New York City Tour UPDATE from Jim Dykes, guide:

“It’s a HIT! Buy Your tickets NOW!" Last night I went to the FIRST performance of the new Moises Kaufman play 33 VARIATIONS starring Jane Fonda on Broadway at the Eugene O’Neill Theatre. I knew by the middle of Act One that we were watching a HIT…even though it was the only first public preview, which is like a dress rehearsal with an audience. The story is compelling, the staging is complicated but interesting, and the performances are FIRST-rate. Kaufman is a genius…he’s taken a subject revolving around a specific point of history involving a classical music composition two centuries old, and woven a quite interesting story together with a modern story.

The play is about a musicologist, Dr. Katherine Brandt (Fonda) who has spent her life specializing in Beethoven to a point where he dominates her conscious and sub-conscious life. As the play opens, we find Brandt has been diagnosed with ALS (Lou Gehrig’s disease) and is slowly beginning to lose control of her bodily functions…but her lifelong study of Beethoven has her determined to solve an old mystery which has baffled colleagues for centuries: Namely, what was it about an ordinary little waltz that inspired one of Beethoven’s greatest works: The famous 33 Variations.

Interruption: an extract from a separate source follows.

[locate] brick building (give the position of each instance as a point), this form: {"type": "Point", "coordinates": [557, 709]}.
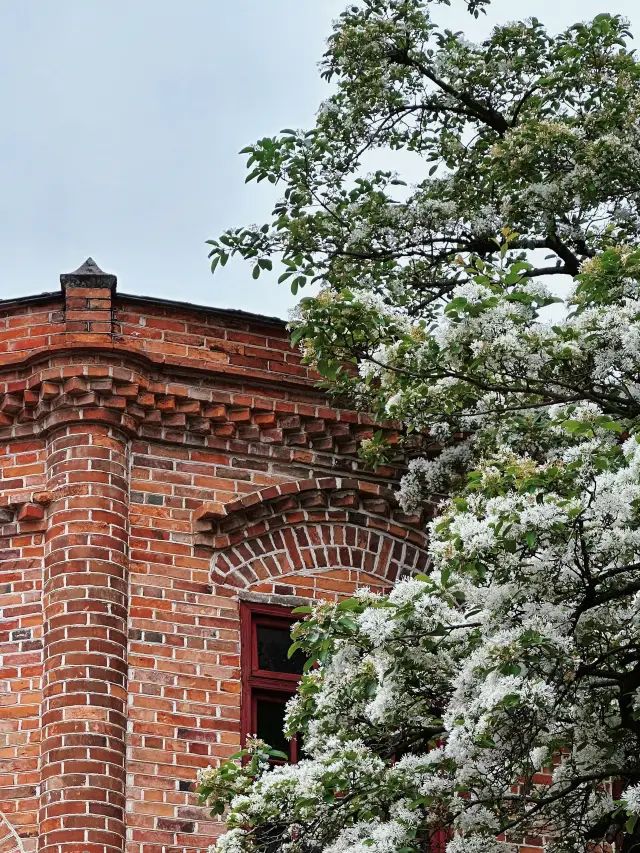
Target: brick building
{"type": "Point", "coordinates": [172, 484]}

She dedicates her last few coherent months on this research, which will possibly be her last music thesis, and is determined to complete the research which includes a months-long research trip to Bonn, Germany to the Beethoven archives (where the play is set, surrounded by boxes of music files, diaries and sketch books).

The interesting twist: the play is set simultaneously in the present as well as the past (1819-1822); this is the era when Beethoven is slowly going deaf while composing some of his greatest triumphs including the 33 Variations. What is wonderful is: you don’t have to be a classical music enthusiast to appreciate this very human story…Kaufman has presented it in very

The staging very complex, with scenes from the present overlapping into scenes from two centuries earlier, back and forth and sometimes happening onstage simultaneously. In another director’s hands, this may have been confusing and difficult to comprehend but Kaufman is a (young) master.

The story is complicated a bit by Dr. Brandt’s daughter Clara (the fine Samantha Mathis) and their lifelong mother-daughter struggles as well as her new romance with her mother’s male nurse played by Colin Hanks (yes, his father is Tom Hanks) in a small, unimportant role. However, if I were a betting man, I would say this show is being produced by Hanks’ Hollywood money. His son is fine, but any 30 year old male member of Equity could have done as well, if not better.

Standouts to watch for include Susan Kellermann in a wonderful turn as a humorless German PhD music researcher who eventually becomes friends with Brandt. Also watch for Zach Grenier as Ludwig Von Beethoven reincarnated.

As I said, no need to wait for the New York Times to declare it when it opens : “33 VARIATIONS IS A HIT! Get your tickets immediately!"